The implications become more evident the more that you watch and listen to his preternaturally soothing voice. The blank canvas was presented as a space to take agency and begin exploring how that agency might be deployed in the world. “Find freedom on this canvas,” he implored viewers at one point. “In painting, you have unlimited power. You have the ability to move mountains. You can bend rivers.”
His meaning was literal – as he demonstrated by shuffling landscape features with his brush – and also metaphorical. The world is mutable, but enacting change depends on envisioning what you want and working toward it. “The secret to doing anything is believing that you can do it,” Ross said in his inimitably folksy way. “Anything that you believe you can do strong enough, you can do. Anything.”
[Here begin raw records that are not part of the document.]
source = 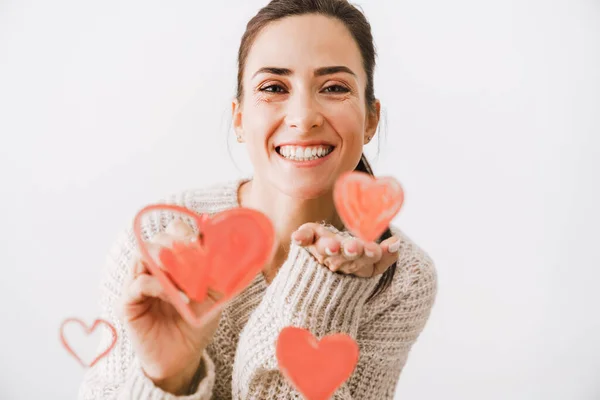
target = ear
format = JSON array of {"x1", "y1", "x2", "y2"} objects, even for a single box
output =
[
  {"x1": 231, "y1": 99, "x2": 244, "y2": 139},
  {"x1": 365, "y1": 100, "x2": 381, "y2": 144}
]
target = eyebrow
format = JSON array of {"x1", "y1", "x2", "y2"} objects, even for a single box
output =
[{"x1": 252, "y1": 65, "x2": 356, "y2": 78}]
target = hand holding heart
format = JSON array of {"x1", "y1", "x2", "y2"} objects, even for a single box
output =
[{"x1": 122, "y1": 220, "x2": 221, "y2": 394}]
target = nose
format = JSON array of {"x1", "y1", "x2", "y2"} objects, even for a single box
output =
[{"x1": 285, "y1": 91, "x2": 323, "y2": 133}]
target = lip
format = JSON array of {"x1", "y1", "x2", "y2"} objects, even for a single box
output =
[
  {"x1": 275, "y1": 145, "x2": 335, "y2": 168},
  {"x1": 275, "y1": 140, "x2": 335, "y2": 148}
]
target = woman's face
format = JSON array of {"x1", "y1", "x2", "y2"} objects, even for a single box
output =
[{"x1": 233, "y1": 15, "x2": 379, "y2": 199}]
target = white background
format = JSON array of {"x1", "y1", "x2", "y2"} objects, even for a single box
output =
[{"x1": 0, "y1": 0, "x2": 600, "y2": 400}]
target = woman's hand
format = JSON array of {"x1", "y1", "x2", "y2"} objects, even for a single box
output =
[
  {"x1": 121, "y1": 220, "x2": 221, "y2": 395},
  {"x1": 292, "y1": 223, "x2": 400, "y2": 278}
]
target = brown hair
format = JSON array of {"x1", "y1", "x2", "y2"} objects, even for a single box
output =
[{"x1": 236, "y1": 0, "x2": 396, "y2": 300}]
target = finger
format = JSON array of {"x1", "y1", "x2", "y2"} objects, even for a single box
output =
[
  {"x1": 314, "y1": 234, "x2": 341, "y2": 257},
  {"x1": 292, "y1": 223, "x2": 316, "y2": 246},
  {"x1": 374, "y1": 236, "x2": 400, "y2": 275},
  {"x1": 165, "y1": 218, "x2": 194, "y2": 239},
  {"x1": 341, "y1": 237, "x2": 364, "y2": 260},
  {"x1": 363, "y1": 242, "x2": 383, "y2": 264},
  {"x1": 125, "y1": 274, "x2": 167, "y2": 305}
]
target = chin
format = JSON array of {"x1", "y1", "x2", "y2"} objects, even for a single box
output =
[{"x1": 272, "y1": 176, "x2": 333, "y2": 200}]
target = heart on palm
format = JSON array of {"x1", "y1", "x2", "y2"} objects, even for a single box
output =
[
  {"x1": 276, "y1": 326, "x2": 359, "y2": 400},
  {"x1": 134, "y1": 204, "x2": 275, "y2": 326},
  {"x1": 333, "y1": 171, "x2": 404, "y2": 242}
]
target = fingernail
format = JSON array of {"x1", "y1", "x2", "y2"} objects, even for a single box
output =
[
  {"x1": 325, "y1": 247, "x2": 337, "y2": 256},
  {"x1": 388, "y1": 240, "x2": 400, "y2": 253},
  {"x1": 344, "y1": 247, "x2": 357, "y2": 257},
  {"x1": 179, "y1": 290, "x2": 190, "y2": 304}
]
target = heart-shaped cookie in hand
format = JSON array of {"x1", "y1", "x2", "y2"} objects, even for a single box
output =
[
  {"x1": 276, "y1": 326, "x2": 359, "y2": 400},
  {"x1": 134, "y1": 204, "x2": 275, "y2": 326},
  {"x1": 333, "y1": 171, "x2": 404, "y2": 242}
]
Ross’s confidence seems at first to be dangerously Pollyanna, and his emphasis on happiness appears to encourage denial of real-world troubles (beginning with the state of the natural world, which wasn’t very happy even in the 1980s). Saccharine sweet, his kitsch paintings can have that lulling effect. However the pursuit of happiness for Ross was actually an appeal to core values: to examine what would truly make us happy as individuals and a civilization. It’s a call to recognize the responsibilities inherent in freedom, responsibilities demanding hard work and regular practice.
Yet Ross was careful also not to equate happiness with perfection, lest inevitable imperfections become excuses for inaction. “We don’t make mistakes,” he told his viewers. “We just have happy accidents.” Happiness was simultaneously a vision of betterment and the practice of tolerance.
“If I paint something, I don’t want to have to explain what it is,” Ross once said. He never had to, since his artistic skill was always sufficient to the task at hand and his artistic ambitions were sufficiently limited. But what he explained is worth much more than the hoard of 1,165 paintings in Herndon, Virginia. Ross was a philosopher who communicated with a brush. The paintings are mere backdrops.